A moratória vai durar 180 dias. Neste período, será feita uma auditoria interna para identificar o destino de R$ 15 milhões que não teria sido justificado. São valores referentes a estorno de repasses, vencimento de prazos para prestação de contas ao Governo Federal e o não cumprimento do percentual mínimo de 25% para a educação.
Os serviços básicos e o pagamento de servidores está assegurado pelo executivo municipal. A suspensão deve impedir novos investimentos, mas o prefeito garante que as obras que estão em andamento não serão paralisadas.
— Todas as obras que estão iniciadas tem que estar com os recursos depositados na Caixa Federal e empenhados. São recursos que já estão disponibilizados e serão pagos para que as obras não parem – informa.
Medida semelhante já havia sido tomada pela prefeitura de Bento Gonçalves na semana passada. Em Canela, o temor do prefeito é de que novas verbas dos governos Federal e Estadual deixem de vir para a cidade em razão das pendências.
— Todos recursos federais continuam vindo. O que vai nos inviabilizar é a questão dos novos convênios – disse Port.
Entre a aplicação de recursos não justificada está uma verba de cerca de R$ 9 milhões que foi encaminhada pelo Ministério da Integração Nacional depois do tornado que atingiu a cidade em 2010.

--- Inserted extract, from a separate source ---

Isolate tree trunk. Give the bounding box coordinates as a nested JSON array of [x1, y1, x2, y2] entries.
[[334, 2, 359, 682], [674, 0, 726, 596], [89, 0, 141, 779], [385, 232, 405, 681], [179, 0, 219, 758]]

O município está registrado no Cadastro Informativo dos créditos não quitados do setor público federal (Cadin) desde novembro de 2011. Nos próximos dias, também deve ser solicitada uma inspeção extraordinária do Tribunal de Contas do Estado.
O OUTRO LADO
O que diz Constantino Orsolin (PMDB), ex-prefeito da cidade
— Dinheiro existe. Isso é conversa. Por que eles não respondem à pergunta que eu faço: onde é que foram os R$ 133 mil que entraram nos seis últimos dias do ano e que não entraram na minha contabilidade? Os mais de R$ 500 mil que entraram de IPVA? Os mais de R$ 300 mil de IPTU dos dias 26, 27 e 28? Isso tudo está no caixa da prefeitura. Eles querem justificar as promessas que não cumpriram e não vão conseguir cumprir. Acho que isso aí é uma pirotecnia política muito bem arquitetada. Aliás, isso já aconteceu em 2005 quando esse mesmo grupo político assumiu a prefeitura de Canela.